# SEC Edgar Data Analysis

## Introduction

In this notebook, we will analyze the SEC Edgar data based on the information retrieved via the SEC's public [API](https://www.sec.gov/edgar/sec-api-documentation). 

The SEC Edgar data is a dataset of financial reports of companies that are filed with the SEC. 

The main API's are as follows:

- data.sec.gov/submissions/
- data.sec.gov/api/xbrl/companyconcept/
- data.sec.gov/api/xbrl/companyfacts/

From these API's, we can retrieve the following information:

- `cik`: The Central Index Key for the filing entity.
- `name`: The name of the entity.
- `ticker`: The ticker symbol of the entity.
- `sic`: The Standard Industrial Classification code for the filing.
- `adsh`: The Accession Number for the submission.
- `countryba`: The ISO country code for the filing's business address.
- `stprba`: The region for the filing's business address.
- `cityba`: The city for the filing's business address.
- `zipba`: The zip code for the filing's business address.
- `bas1`: The street address for the filing's business address.
- `form`: The submission type of the filing.
- `period`: The period end date.
- `fy`: The fiscal year end date.
- `fp`: The fiscal period focus (Q1, Q2, Q3, FY).
- `filed`: The date the report was filed.
- `accepted`: The date the report was accepted.
- `prevrpt`: The Accession Number for the previous report.
- `detail`: The file name of the primary financial statements and notes.
- `instance`: The file name of the XBRL instance document.
- `nciks`: The number of additional Central Index Keys for the filing.
- `aciks`: The number of additional Central Index Keys for the filing that are not included in the submission.
- `year`: The year of the filing.
- `quarter`: The quarter of the filing.
- `month`: The month of the filing.
- `day`: The day of the filing.
- `hour`: The hour of the filing.

We will analyze the dataset to understand the financial reports of companies that are filed with the SEC.

## Libraries

We will use the following libraries in this notebook:

- `pandas` for data manipulation.
- `requests` for making HTTP requests.
- `numpy` for numerical operations.
- `calendar` for calendar operations.
- `logging` for logging operations.
- `os` for file operations.

## Custom Functions

We will define the following custom functions in this notebook:

- `edgar_functions.py`: This file contains custom functions for analyzing the SEC Edgar data.

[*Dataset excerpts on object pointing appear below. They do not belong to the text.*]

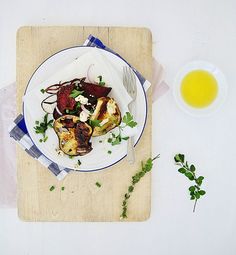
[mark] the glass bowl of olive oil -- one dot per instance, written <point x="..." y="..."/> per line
<point x="200" y="88"/>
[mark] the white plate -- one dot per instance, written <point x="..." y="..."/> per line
<point x="222" y="88"/>
<point x="98" y="158"/>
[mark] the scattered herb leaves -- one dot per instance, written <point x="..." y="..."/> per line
<point x="195" y="190"/>
<point x="145" y="168"/>
<point x="116" y="139"/>
<point x="41" y="127"/>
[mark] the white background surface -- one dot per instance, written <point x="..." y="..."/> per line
<point x="182" y="30"/>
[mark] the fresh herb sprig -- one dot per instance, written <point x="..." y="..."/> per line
<point x="145" y="168"/>
<point x="190" y="172"/>
<point x="128" y="121"/>
<point x="41" y="127"/>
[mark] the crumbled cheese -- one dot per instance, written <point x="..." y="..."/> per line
<point x="103" y="122"/>
<point x="83" y="116"/>
<point x="111" y="107"/>
<point x="59" y="152"/>
<point x="81" y="99"/>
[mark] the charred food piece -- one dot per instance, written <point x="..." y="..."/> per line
<point x="108" y="113"/>
<point x="64" y="101"/>
<point x="74" y="135"/>
<point x="94" y="90"/>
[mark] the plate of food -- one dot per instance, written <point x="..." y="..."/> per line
<point x="76" y="109"/>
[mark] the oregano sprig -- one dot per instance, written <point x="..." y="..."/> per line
<point x="190" y="172"/>
<point x="145" y="168"/>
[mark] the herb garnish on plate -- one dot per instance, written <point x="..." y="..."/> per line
<point x="190" y="172"/>
<point x="128" y="120"/>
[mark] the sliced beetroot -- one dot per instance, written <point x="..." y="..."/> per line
<point x="64" y="101"/>
<point x="94" y="90"/>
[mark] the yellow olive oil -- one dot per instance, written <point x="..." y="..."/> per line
<point x="199" y="88"/>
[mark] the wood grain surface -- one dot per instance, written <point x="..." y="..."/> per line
<point x="82" y="200"/>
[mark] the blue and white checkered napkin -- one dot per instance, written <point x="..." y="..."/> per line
<point x="19" y="133"/>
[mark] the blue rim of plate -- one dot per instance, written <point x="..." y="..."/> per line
<point x="145" y="97"/>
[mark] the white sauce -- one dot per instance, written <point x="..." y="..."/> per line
<point x="111" y="107"/>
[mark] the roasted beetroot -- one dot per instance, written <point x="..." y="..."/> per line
<point x="64" y="101"/>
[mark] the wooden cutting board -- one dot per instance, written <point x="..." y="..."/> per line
<point x="82" y="200"/>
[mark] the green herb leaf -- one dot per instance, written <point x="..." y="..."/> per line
<point x="182" y="170"/>
<point x="189" y="175"/>
<point x="195" y="191"/>
<point x="52" y="188"/>
<point x="202" y="192"/>
<point x="197" y="195"/>
<point x="192" y="188"/>
<point x="135" y="179"/>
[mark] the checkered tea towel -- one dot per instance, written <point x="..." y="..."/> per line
<point x="19" y="133"/>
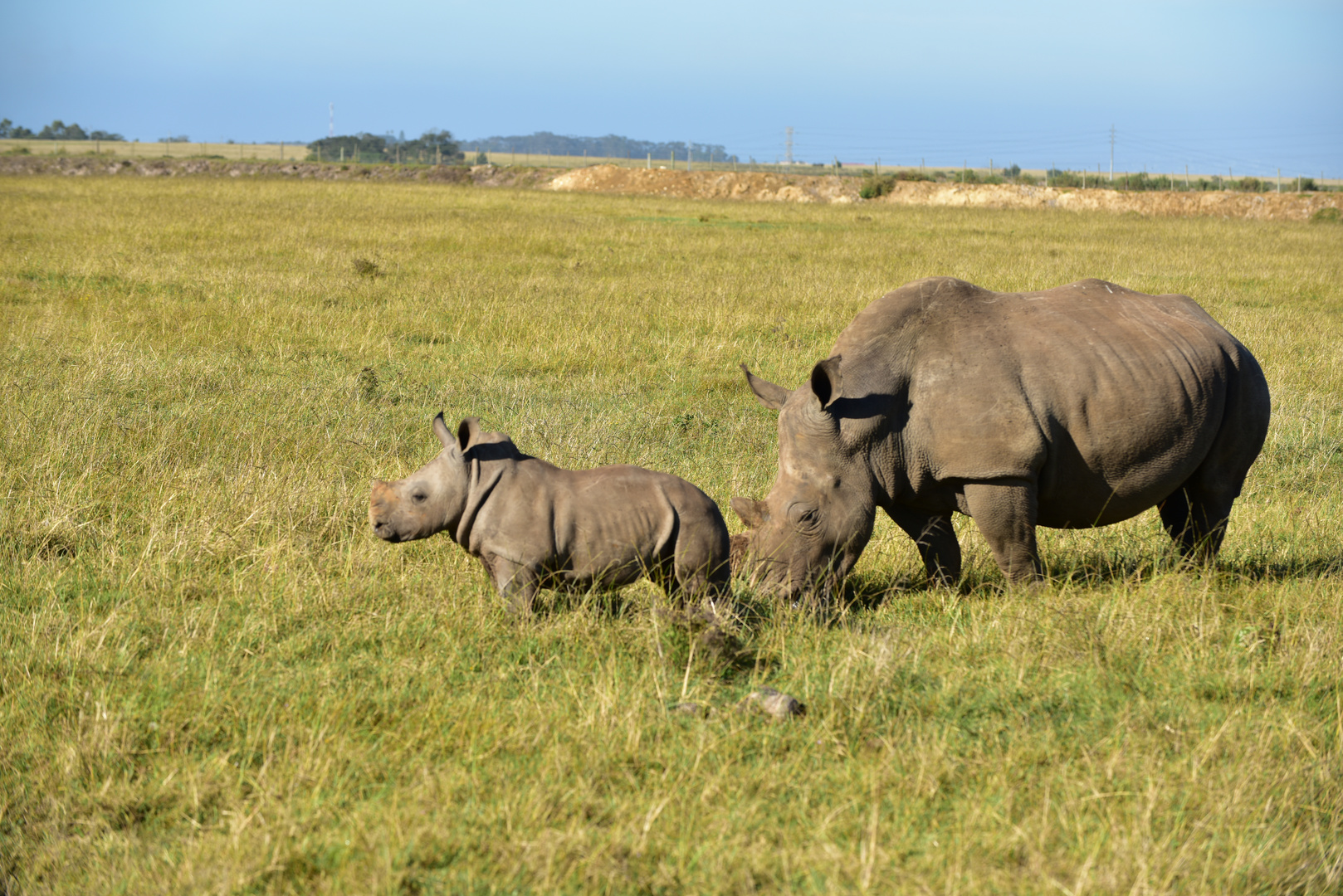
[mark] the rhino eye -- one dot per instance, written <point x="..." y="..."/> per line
<point x="804" y="518"/>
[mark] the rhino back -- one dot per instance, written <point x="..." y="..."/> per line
<point x="1110" y="398"/>
<point x="608" y="525"/>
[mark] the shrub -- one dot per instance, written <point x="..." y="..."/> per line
<point x="876" y="186"/>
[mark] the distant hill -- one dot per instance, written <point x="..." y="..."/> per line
<point x="543" y="143"/>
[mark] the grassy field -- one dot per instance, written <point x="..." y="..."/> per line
<point x="215" y="679"/>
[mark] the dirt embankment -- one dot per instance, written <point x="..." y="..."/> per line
<point x="810" y="188"/>
<point x="712" y="184"/>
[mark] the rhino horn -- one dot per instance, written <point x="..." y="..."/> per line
<point x="754" y="514"/>
<point x="442" y="431"/>
<point x="467" y="433"/>
<point x="773" y="397"/>
<point x="826" y="381"/>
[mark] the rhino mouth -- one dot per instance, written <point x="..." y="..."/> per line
<point x="387" y="533"/>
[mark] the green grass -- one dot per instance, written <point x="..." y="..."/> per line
<point x="215" y="679"/>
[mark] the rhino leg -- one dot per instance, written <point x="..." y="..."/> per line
<point x="1005" y="512"/>
<point x="516" y="583"/>
<point x="935" y="539"/>
<point x="1195" y="514"/>
<point x="1197" y="522"/>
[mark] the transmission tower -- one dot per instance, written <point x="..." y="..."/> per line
<point x="1112" y="153"/>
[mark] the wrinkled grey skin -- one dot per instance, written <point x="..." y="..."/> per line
<point x="534" y="525"/>
<point x="1071" y="407"/>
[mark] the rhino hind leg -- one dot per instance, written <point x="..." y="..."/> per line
<point x="703" y="570"/>
<point x="936" y="542"/>
<point x="1197" y="514"/>
<point x="1195" y="520"/>
<point x="1005" y="512"/>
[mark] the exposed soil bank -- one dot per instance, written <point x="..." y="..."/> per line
<point x="810" y="188"/>
<point x="711" y="184"/>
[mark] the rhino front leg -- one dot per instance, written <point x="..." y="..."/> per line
<point x="1005" y="512"/>
<point x="935" y="539"/>
<point x="516" y="583"/>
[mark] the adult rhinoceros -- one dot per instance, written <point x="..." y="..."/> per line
<point x="1071" y="407"/>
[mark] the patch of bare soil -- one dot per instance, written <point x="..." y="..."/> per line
<point x="810" y="188"/>
<point x="708" y="184"/>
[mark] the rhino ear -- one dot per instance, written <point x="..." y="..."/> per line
<point x="826" y="381"/>
<point x="442" y="433"/>
<point x="467" y="433"/>
<point x="773" y="397"/>
<point x="754" y="514"/>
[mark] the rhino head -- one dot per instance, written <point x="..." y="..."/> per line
<point x="817" y="519"/>
<point x="432" y="497"/>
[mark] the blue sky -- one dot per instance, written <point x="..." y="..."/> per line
<point x="1218" y="86"/>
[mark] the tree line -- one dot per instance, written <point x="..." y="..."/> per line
<point x="56" y="130"/>
<point x="432" y="147"/>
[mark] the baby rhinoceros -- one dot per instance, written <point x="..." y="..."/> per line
<point x="534" y="525"/>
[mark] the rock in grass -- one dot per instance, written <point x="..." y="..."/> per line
<point x="775" y="703"/>
<point x="692" y="709"/>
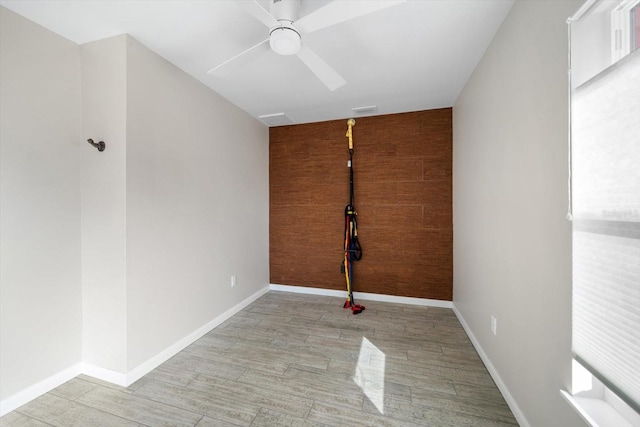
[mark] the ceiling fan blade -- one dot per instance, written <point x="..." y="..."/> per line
<point x="258" y="12"/>
<point x="339" y="11"/>
<point x="237" y="56"/>
<point x="321" y="69"/>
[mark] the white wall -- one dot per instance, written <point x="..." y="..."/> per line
<point x="40" y="304"/>
<point x="110" y="262"/>
<point x="512" y="243"/>
<point x="197" y="204"/>
<point x="104" y="210"/>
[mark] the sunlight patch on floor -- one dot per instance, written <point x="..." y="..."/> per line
<point x="369" y="375"/>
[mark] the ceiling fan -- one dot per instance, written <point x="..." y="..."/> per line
<point x="286" y="30"/>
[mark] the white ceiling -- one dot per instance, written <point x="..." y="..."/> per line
<point x="416" y="55"/>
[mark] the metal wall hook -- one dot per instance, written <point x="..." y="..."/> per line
<point x="100" y="145"/>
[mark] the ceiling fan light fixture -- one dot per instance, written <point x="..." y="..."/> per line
<point x="285" y="40"/>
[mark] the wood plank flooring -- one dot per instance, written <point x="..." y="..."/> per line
<point x="298" y="360"/>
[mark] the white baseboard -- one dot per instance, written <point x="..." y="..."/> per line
<point x="517" y="413"/>
<point x="13" y="402"/>
<point x="20" y="398"/>
<point x="157" y="360"/>
<point x="363" y="296"/>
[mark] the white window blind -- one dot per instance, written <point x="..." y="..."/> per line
<point x="605" y="170"/>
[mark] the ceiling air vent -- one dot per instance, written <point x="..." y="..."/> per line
<point x="277" y="119"/>
<point x="365" y="111"/>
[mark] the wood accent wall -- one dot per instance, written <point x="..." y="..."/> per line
<point x="402" y="166"/>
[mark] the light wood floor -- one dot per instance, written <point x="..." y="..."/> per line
<point x="298" y="360"/>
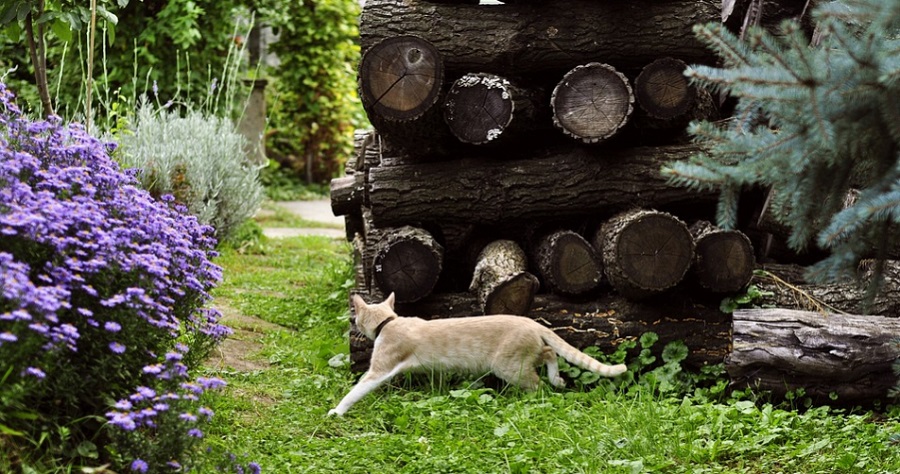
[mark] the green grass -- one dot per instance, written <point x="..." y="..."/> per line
<point x="277" y="414"/>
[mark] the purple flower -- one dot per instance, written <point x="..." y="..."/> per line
<point x="35" y="372"/>
<point x="139" y="465"/>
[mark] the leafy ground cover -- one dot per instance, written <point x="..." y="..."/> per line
<point x="287" y="300"/>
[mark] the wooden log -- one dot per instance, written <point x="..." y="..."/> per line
<point x="785" y="290"/>
<point x="481" y="108"/>
<point x="592" y="102"/>
<point x="407" y="261"/>
<point x="644" y="252"/>
<point x="662" y="90"/>
<point x="723" y="261"/>
<point x="567" y="263"/>
<point x="604" y="322"/>
<point x="827" y="355"/>
<point x="400" y="81"/>
<point x="554" y="183"/>
<point x="520" y="40"/>
<point x="501" y="280"/>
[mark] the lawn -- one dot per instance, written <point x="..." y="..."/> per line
<point x="287" y="299"/>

## Initialize the Environment

Let's initialize the environment by importing the required libraries and custom functions.

### Import Libraries

`Panadas` is a fast, powerful, flexible and easy to use open source data analysis and data manipulation library built on top of the Python programming language.

`Requests` is a simple HTTP library for Python that will communicate with the SEC Edgar API and retrieve the data.

`json` is a lightweight data interchange format inspired by JavaScript object literal syntax. This will be used to parse the JSON data retrieved from the SEC Edgar API.

`os` is a module in Python that provides functions for interacting with the operating system. This will be used to perform file operations such as reading and writing files.

`csv` is a module in Python that provides functions for reading and writing CSV files.

`zipfile` is a module in Python that provides functions for reading and writing ZIP files. This will be used to extract the ZIP files downloaded from the SEC Edgar API.

`logging` is a module in Python that provides a flexible framework for emitting log messages from Python programs.

`tqdm` is a module in Python that provides a fast, extensible progress bar for loops and other functions. When downloading very large files, it is helpful to have a progress bar to show the progress of the download.

`re` is a module in Python that provides support for regular expressions. This will be used to validate the input data such as the email address for the header.

In [21]:
%pip install tqdm pandas requests

ERROR: unknown command "update"
Note: you may need to restart the kernel to use updated packages.
Defaulting to user installation because normal site-packages is not writeable
Note: you may need to restart the kernel to use updated packages.


## Setting the headers for the API request

The SEC Edgar API requires a header to be set for the API request. The header should contain the following information:

- `User-Agent`: Sample Company Name AdminContact@<sample company domain>.com
- `Accept-Encoding`: gzip, deflate
- `Host`: www.sec.gov

## 

In [1]:
# Run this cell to configure the user agent email

import re

# Check if user_agent_email is defined and not an empty string
if 'user_agent_email' not in globals() or not user_agent_email:
    while True:
        user_agent_email = input("Please enter your user agent email: ")
        # Check if the input is in a valid email format
        if re.match(r"[^@]+@[^@]+\.[^@]+", user_agent_email):
            break
        else:
            print("Invalid email format. Please try again.")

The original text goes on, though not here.